Fri May 16, 2014, 02:27 PM
May 2014


albeit a pauper who understands the importance of whole foods and especially vegetables.

tridim

(45,358 posts)
3. These studies that focus on one variable all suck IMO.
Fri May 16, 2014, 03:23 PM
May 2014

They never address the root causes of ailments, which is why they never work. I can guarantee diabetes symptoms will not improve by doing what the article states. It's just sad reading stuff like this.

Research "resistant starch", stop eating sugar and other refined foods, feed your gut flora, supplement where necessary and exercise. It's the only way to get healthy. It improves EVERYTHING not just glucose levels, that is the key.

Silent3

(15,183 posts)
5. It's called "isolating variables", and it's important for research
Tue Jun 3, 2014, 03:55 PM
Jun 2014

Is it possible that you might miss some effects which only occur when changing many things at once? Possible, yes.

On the other hand, if you don't "focus on one variable" at a time, you never figure out for sure which elements in diet, nutrition, and exercise are the most crucial, in general, and for specific people or specific conditions.

There are a lot of people who think they have the simple answers, impatiently waiting for science to catch up to their supposed wisdom, but with so much different and often conflicting "wisdom" in this area, I'm afraid you'll have to be patient while scientists plod along on methodically sorting things out one variable, or maybe a few limited variables, at a time.

As for sugar: "Stop eating sugar" is hardly possibly, since some sugar naturally occurs in many foods, particularly fruit, which is certainly a good part of a balanced diet.

Avoiding added sugar is a good way to avoid excess sugar consumption, and that's a good thing, but absolutism about the issue is certainly not necessary for good health. It's absurd to imagine that chemically or biologically "added sugar" is some totally different toxic beast compared to naturally included sugars, as if it's something dangerous in the smallest traces, when your body isn't going to process it any differently than other sugars when it comes along infrequently and in small doses.

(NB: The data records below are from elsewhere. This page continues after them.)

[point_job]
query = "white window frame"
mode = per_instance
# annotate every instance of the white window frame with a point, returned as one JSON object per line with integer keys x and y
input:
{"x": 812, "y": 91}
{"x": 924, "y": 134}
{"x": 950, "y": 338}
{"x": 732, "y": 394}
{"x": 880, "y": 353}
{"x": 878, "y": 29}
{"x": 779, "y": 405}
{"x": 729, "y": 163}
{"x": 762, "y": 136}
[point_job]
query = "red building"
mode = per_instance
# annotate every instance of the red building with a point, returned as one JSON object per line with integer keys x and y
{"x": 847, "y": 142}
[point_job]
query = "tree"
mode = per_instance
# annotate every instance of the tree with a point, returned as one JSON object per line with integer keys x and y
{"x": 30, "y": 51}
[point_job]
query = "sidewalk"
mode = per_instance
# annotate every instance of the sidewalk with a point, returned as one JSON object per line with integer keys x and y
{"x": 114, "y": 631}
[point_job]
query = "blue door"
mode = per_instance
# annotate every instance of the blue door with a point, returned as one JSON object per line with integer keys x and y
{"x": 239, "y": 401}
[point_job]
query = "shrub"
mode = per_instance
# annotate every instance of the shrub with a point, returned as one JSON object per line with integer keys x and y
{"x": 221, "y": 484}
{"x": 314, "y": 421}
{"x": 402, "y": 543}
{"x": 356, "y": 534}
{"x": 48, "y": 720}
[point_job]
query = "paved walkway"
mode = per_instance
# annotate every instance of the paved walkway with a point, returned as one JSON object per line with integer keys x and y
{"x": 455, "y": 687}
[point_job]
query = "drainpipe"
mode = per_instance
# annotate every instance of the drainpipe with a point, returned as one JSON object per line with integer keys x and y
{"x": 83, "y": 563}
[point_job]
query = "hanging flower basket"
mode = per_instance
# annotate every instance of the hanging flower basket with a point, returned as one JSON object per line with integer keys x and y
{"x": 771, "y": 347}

Avoiding added sugar is simply a useful rule of thumb, a convenient way without tracking nutrients and calories in detail to keep total calories from sugar down, to avoid displacement of more nutrient-rich foods, and to prevent spikes in blood sugar levels and distorted eating behaviors.

Silent3

(15,183 posts)
6. I do practically the opposite, and my blood sugar and other health measures...
Tue Jun 3, 2014, 04:08 PM
Jun 2014

...are great. Then again, I don't have diabetes, so whether this advice might be good or not for diabetics, it doesn't particularly apply to me.

I usually eat a breakfast of about 600 calories, a lunch of about 800 calories, sometimes a mid-afternoon 200-calorie snack, 800+ calories for dinner, and then snack on this and that throughout the evening after dinner, such that I consume the most calories in the evening, between about 6-11 PM.

That may sound like a lot of calories, but I almost always burn 1000 calories or more doing exercise each day, 6 days per week, so if I don't eat that much, I'd lose too much weight. For me 3000-3500 calories/day is a maintenance diet.